The Optimus Study – a three-year national prevalence and incidence study involving over nine thousand 15-17 year old South Africans – provides the first-ever nationally representative data in South Africa on child sexual abuse, maltreatment and exposure to other forms of violence. As such, it contributes to the evidence base critical to national child protection planning and programming to improve response and prevention interventions.
The findings show that sexual abuse of children and adolescents is widespread: more than one third of South African young people reported having been exposed to some form of sexual abuse. Also, boys and girls are equally vulnerable to some form of sexual abuse over the course of their lifetimes, although those forms tend to be different for boys and for girls. This is a departure from much of the literature, which usually focuses on the particular vulnerability of girls.

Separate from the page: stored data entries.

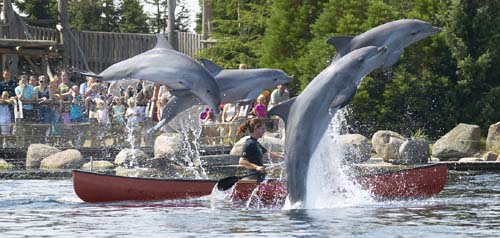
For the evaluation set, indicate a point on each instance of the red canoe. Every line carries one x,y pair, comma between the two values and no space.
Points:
424,181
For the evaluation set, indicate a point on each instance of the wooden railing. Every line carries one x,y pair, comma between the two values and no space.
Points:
103,49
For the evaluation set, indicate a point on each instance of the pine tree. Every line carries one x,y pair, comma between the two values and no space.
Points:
287,33
39,13
133,19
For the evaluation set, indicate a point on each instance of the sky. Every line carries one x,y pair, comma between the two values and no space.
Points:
192,5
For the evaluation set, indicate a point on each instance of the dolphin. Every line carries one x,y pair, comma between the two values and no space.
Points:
235,85
395,35
163,65
308,115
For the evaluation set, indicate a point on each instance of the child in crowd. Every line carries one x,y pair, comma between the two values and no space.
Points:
259,109
5,115
132,114
118,111
76,108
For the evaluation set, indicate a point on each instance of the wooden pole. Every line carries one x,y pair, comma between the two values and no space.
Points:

The study also stresses the inclusion of boys’ experiences in the conceptualisation and operationalisation of reporting and investigation practices, psychosocial support services, and health and legal responses, which remains a critical gap. The study further highlights risk and protective factors with parental influence and intervention playing a key determining role.
Additionally, since this study is based on young people’s – both girls’ and boys’ – own experiences of sexual abuse and perception of sexual victimisation in their lives, it makes a valuable contribution towards ensuring that children’s voices are heard as well as making the issue of violence against children and its impact visible.